Almost all fundamentalist services end with a plea to walk the aisle down to an “old-fashioned altar.” This is usually acompanied by standing with “your heads bowed and your eyes closed. Nobody looking around.” while singing approximately 347 verses of an invitation hymn such as Just as I Am or Jesus is Calling.
In reality, the “old-fashioned altar” is a misnomer since the practice of come-down-front invitations is not that old nor is the front of the church strictly an altar since the only blood that is shed there happens during church business meetings.
Fundamentalists have Methodist camp meetings and the work of evangelist Charles Finney in the 1800’s to thank for the modern day come-down-front invitation.

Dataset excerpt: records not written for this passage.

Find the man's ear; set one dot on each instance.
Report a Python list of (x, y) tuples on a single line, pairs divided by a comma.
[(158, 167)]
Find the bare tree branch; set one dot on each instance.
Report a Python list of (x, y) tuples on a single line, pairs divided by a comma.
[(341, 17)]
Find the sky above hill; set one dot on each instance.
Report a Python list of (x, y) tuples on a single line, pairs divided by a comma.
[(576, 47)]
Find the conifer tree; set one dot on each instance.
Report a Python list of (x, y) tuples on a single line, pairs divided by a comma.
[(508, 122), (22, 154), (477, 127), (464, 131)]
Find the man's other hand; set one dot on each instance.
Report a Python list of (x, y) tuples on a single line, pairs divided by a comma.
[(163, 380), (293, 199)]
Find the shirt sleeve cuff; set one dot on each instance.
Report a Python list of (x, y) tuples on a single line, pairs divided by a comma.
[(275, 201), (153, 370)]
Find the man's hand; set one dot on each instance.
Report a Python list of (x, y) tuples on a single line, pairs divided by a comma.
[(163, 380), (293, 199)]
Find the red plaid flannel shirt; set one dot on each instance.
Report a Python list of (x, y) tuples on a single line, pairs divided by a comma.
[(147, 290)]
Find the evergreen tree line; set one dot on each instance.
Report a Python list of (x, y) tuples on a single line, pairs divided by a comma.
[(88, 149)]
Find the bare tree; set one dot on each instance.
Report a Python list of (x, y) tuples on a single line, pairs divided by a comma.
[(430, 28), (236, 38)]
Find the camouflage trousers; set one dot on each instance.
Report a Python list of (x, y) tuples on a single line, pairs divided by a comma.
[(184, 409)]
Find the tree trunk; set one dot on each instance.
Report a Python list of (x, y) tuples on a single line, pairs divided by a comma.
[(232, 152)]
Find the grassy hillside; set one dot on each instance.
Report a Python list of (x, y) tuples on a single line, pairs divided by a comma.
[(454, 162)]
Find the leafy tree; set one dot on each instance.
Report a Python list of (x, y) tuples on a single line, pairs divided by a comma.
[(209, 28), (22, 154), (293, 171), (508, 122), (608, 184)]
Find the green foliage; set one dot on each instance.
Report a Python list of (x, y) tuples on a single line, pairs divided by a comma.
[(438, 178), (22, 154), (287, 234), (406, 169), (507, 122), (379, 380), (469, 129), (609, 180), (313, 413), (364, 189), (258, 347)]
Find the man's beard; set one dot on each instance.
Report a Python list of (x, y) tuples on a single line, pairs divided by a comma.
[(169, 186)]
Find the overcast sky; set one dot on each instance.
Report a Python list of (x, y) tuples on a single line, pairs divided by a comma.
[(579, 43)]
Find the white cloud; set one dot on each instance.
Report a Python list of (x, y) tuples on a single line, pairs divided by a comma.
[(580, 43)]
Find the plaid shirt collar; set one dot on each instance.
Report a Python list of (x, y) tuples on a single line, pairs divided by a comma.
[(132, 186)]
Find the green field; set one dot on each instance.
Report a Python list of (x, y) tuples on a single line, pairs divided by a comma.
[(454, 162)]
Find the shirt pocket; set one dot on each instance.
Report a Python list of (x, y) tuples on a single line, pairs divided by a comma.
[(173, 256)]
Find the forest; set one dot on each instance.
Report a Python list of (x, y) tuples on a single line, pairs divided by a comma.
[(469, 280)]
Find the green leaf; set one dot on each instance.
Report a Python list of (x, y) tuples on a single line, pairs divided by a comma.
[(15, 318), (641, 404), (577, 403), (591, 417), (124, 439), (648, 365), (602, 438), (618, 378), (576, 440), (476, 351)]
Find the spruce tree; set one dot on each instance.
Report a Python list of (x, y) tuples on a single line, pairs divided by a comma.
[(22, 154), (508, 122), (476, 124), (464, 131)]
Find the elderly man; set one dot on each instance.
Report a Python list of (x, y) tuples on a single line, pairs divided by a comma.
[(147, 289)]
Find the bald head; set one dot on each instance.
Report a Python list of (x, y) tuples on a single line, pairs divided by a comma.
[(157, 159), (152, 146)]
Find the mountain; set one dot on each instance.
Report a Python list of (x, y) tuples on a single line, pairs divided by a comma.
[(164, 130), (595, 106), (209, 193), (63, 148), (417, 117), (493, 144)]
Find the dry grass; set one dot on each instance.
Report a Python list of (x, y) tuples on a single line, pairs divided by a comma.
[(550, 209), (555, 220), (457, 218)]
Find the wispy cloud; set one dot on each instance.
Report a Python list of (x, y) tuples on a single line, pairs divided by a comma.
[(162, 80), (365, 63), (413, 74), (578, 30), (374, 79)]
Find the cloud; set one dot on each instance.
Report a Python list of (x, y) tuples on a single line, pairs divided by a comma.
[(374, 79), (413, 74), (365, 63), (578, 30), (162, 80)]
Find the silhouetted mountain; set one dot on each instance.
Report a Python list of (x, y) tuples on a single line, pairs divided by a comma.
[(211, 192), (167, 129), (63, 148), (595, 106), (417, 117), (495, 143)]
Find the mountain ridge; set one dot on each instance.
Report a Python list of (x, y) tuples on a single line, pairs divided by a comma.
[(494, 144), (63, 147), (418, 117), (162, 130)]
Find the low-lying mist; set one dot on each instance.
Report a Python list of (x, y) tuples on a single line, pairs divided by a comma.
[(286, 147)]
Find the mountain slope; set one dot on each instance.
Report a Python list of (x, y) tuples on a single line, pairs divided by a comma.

What is not clear is if Finney also fathered the technique of saying “If nobody comes on this next verse then we’ll close the service” (inevitably followed by one more person traipsing down the aisle to the collective groans of everyone who has a roast slowly turning to leather in their oven back at home.)
How did they get people saved before “Just As I Am” was written in 1849? It’s almost impossible to imagine.
Scene from a fundamentalist church near you during any given prayer meeting…
As the notes of the second hymn die away, the pastor asks “Do we have any prayer requests this evening?”
Up pops the hand of Sister Pearl in the second row.
“Since my sister couldn’t get a cardiopulmonary bypass they had to perform an off-pump MIDCAB. The surgeon performed an alternative incision — I believe it was a a left anterior thoracotomy. So her left internal mammary artery was dissected from the left chest wall and stabilizer device was placed on her heart to provide support of the left anterior descending artery as the heart continues to beat. Then the left internal mammary artery was sutured to the left anterior descending artery to bypass the blockage”
“Miss Pearl’s sister” murmurs the pastors making a note on his list. “Who else?”
“Please pray for me.” pipes up brother Tom on the front row. “I have a visit with my proctologist tomorrow and he’s probably going to be prescribing me more of that stimulant laxative he gave me two weeks ago. That stuff sure does a number on me. Hopefully this straightens out my bowel movements because they have have been just terribly irregular of late.”
“Remember Tom” intones the pastor scratching another note while avoiding eye contact with Tom. “Anyone else?”
“I believe that my neighbor has a social disease” pipes up Sister Sue-Ellen sitting in the middle halfway back. “It wouldn’t surprise me the way she carries on…”
“Sue-Ellen’s neighbor” the pastor hastily interjects. “Ok, let’s go ahead and pray…”
The only certain things are death, taxes, and an amazingly detailed litany of medical prayer requests on Wednesday night.